- А бильярд в половине какого? - с натужным любопытством осведомился Ш.
- Эта игра вне времени, хотя и в пределах пространственной определенности, - Ф. говорил.
- Погоди-ка, - вдруг отозвался Ш. с внезапным напряжением его холодного голоса. Он быстро стал выворачивать руль, дал задний ход и развернулся едва ли не на месте. Ф. с сожалением рассматривал серые корпуса крематория, до которых было уже рукой подать. Эта дорога не вела к центру города, но и сейчас, развернувшись, Ш. не стал от того уезжать.
- Ты что это? - спросил Ф., на мгновение очнувшийся от случайного сожаления своего.
- Забыл, что ли? - отозвался Ш. - Там же дальше блокпост. Хочешь, чтобы нам кишки выпустили?
- Так значит тебя нам следует благодарить за наше спасение? - с глухою, невоздержанной иронией своей Ф. говорил. С аммиачной своею усмешкой Ф. говорил. Иногда и тот, и другой готовы были действовать вопреки доктринам их избранного существования.
Ш. промолчал. Автомобиль его свернул на территорию заброшенной стройки и неторопливо тащился по мерзлой дороге, усеянной битым кирпичом. Ф. прекратил оглядываться, вполне равнодушный к пройденному или проеханному, равно как и к тому, до чего им еще предстояло дойти или доехать.
- Там теперь сжигают только по субботам, - будто выдохнул Ш. гнетущее свое рассуждение. И он был уж почти рад перемене темы их оцепенелого, заскорузлого разговора. Подобно Демокриту, погубил он достояние отцов, но даже и не думал сожалеть о том в природной своей беззастенчивости.
- А в другие дни? - живо спрашивал Ф. с намеренным блеском его любопытства. Спрашивал Ф.
- Разве ты не слышал? - удивился Ш. - Там же Комитет по культуре находится, - Ш. говорил.
По левую руку от них возвышался ржавый башенный кран, с крюком на тросах, слабо раскачивающимся на мимолетном ветру. Недостроенный дом с зазубренными кирпичными краями казался вросшим в почву, и повсюду, вокруг его цоколя, топорщилась сухая полынь вперемешку с осотом. Ш. с особенным мастерством выбирал всегда самые сомнительные закоулки, когда нужно было избежать неприятностей или просто сократить путь. Вопреки Шатобриану был он машиной для деланья жизни, хотя машиной не слишком искусной и, возможно, даже с неполадками в ее причудливом механизме.
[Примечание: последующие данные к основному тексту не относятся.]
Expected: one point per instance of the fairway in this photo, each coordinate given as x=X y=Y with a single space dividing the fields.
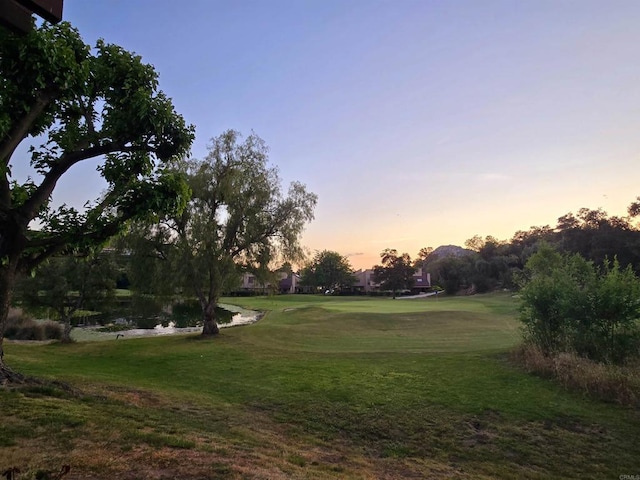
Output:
x=362 y=324
x=320 y=388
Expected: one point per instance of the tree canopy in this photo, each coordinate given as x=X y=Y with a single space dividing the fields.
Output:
x=238 y=220
x=76 y=104
x=328 y=270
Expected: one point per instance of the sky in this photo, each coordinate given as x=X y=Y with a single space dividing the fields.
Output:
x=417 y=123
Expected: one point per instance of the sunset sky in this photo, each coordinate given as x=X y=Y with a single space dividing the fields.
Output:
x=417 y=123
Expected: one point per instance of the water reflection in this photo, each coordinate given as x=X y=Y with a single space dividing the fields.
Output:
x=147 y=316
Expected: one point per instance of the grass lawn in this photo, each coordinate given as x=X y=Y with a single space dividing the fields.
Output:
x=320 y=388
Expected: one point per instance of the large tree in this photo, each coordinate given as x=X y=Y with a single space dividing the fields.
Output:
x=396 y=271
x=328 y=271
x=74 y=105
x=238 y=220
x=69 y=283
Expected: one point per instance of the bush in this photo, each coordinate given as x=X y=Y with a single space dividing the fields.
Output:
x=22 y=327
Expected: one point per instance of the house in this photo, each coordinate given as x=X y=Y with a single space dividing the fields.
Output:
x=365 y=283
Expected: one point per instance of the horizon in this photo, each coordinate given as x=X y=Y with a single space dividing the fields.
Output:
x=417 y=123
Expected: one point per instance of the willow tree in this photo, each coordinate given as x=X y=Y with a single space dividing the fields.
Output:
x=74 y=104
x=238 y=219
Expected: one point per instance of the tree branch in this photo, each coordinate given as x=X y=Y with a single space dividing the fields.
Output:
x=44 y=191
x=22 y=127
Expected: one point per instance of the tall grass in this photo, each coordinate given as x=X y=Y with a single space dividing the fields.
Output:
x=611 y=383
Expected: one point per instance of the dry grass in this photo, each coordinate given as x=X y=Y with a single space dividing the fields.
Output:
x=611 y=383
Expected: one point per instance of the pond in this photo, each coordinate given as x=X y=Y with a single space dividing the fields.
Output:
x=143 y=317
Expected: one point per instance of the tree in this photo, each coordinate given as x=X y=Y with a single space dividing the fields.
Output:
x=422 y=256
x=328 y=271
x=570 y=305
x=237 y=220
x=69 y=283
x=82 y=104
x=396 y=271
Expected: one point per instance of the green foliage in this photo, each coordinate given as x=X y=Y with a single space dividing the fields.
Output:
x=328 y=271
x=82 y=104
x=570 y=305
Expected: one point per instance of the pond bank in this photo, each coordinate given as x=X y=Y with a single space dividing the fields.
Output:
x=92 y=333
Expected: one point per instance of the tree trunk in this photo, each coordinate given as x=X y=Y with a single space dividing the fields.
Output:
x=210 y=326
x=66 y=331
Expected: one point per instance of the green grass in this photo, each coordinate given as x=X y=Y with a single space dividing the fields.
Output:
x=321 y=387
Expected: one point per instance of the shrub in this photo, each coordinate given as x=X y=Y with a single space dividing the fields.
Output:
x=611 y=383
x=570 y=306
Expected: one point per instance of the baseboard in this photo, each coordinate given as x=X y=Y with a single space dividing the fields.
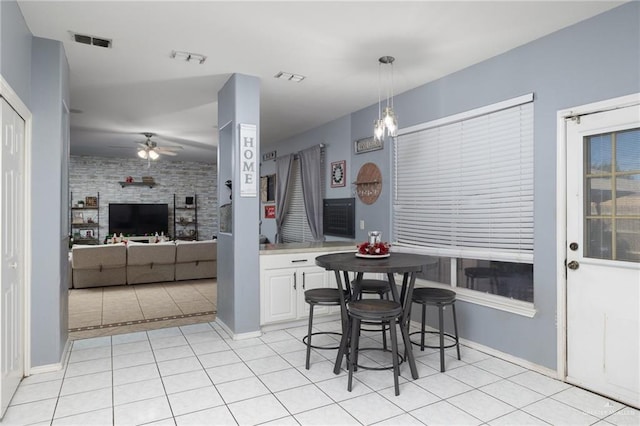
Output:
x=50 y=368
x=502 y=355
x=236 y=336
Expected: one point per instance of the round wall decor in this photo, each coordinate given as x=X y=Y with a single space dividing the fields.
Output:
x=369 y=183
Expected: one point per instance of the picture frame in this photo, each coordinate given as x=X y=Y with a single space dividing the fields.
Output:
x=78 y=217
x=338 y=173
x=91 y=202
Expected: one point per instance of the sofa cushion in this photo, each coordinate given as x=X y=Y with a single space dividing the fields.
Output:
x=196 y=260
x=99 y=266
x=150 y=263
x=190 y=251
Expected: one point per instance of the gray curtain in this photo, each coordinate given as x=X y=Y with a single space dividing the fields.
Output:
x=283 y=171
x=310 y=172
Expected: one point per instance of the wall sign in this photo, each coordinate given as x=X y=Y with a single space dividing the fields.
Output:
x=367 y=144
x=270 y=211
x=338 y=170
x=248 y=161
x=269 y=156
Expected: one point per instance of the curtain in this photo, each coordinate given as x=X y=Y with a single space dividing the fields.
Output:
x=283 y=170
x=311 y=173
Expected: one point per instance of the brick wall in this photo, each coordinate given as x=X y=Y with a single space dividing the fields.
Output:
x=91 y=175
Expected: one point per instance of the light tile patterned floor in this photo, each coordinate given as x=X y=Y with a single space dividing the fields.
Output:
x=104 y=311
x=197 y=375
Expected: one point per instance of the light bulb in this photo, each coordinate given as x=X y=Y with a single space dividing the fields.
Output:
x=378 y=130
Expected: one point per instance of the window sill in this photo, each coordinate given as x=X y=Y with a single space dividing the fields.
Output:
x=517 y=307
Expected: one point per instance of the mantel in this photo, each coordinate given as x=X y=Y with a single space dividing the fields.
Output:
x=149 y=184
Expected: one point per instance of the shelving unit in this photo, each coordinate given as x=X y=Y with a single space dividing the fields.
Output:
x=85 y=221
x=149 y=184
x=185 y=219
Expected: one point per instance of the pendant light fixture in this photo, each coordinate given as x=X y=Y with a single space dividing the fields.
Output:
x=387 y=122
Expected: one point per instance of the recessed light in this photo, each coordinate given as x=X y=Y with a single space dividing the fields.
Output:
x=296 y=78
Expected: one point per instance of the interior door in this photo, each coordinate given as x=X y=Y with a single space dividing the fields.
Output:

Они объехали дом, и за ним оказался еще один выезд с площадки, грунтовая дорога шла здесь вокруг кладбища, по ней-то и решился следовать Ш. Автомобиль нырнул под жидковатую пелену утреннего тумана; через редкие прутья старой ограды Ф. рассматривал замшелые стелы из разнообразных гранитов и диабаза, и губы его постепенно сводило в гримасе сосредоточенности. На голых сучьях деревьев черными грушами громоздилось воронье, застывшее, неподвижное и остекленелое. Нестерпимо тянуло гарью, и водитель, и его пассажир при закрытых дверях и поднятых стеклах ощущали этот тягостный воздух. Здесь бывало небезопасно, в этих окраинных районах, и при первой возможности Ш. всегда старался поскорее отсюда унести ноги или колеса. В минуту опасности он мог легко притвориться сиротой или, например, отщепенцем, в соответствии с модусом его внезапного вдохновения. Хотя опыт сарказма и пренебрежения всегда помогал ему вполне превзойти давным-давно им полученное трагическое образование.
17
Фургон слегка встряхнуло, и коротышка, сбоку сидящий на железной скамье, ударился затылком о стену. Свет только едва пробивался через мутное мизерное оконце над кабиною, но глаза человека теперь уже почти привыкли обходиться без света.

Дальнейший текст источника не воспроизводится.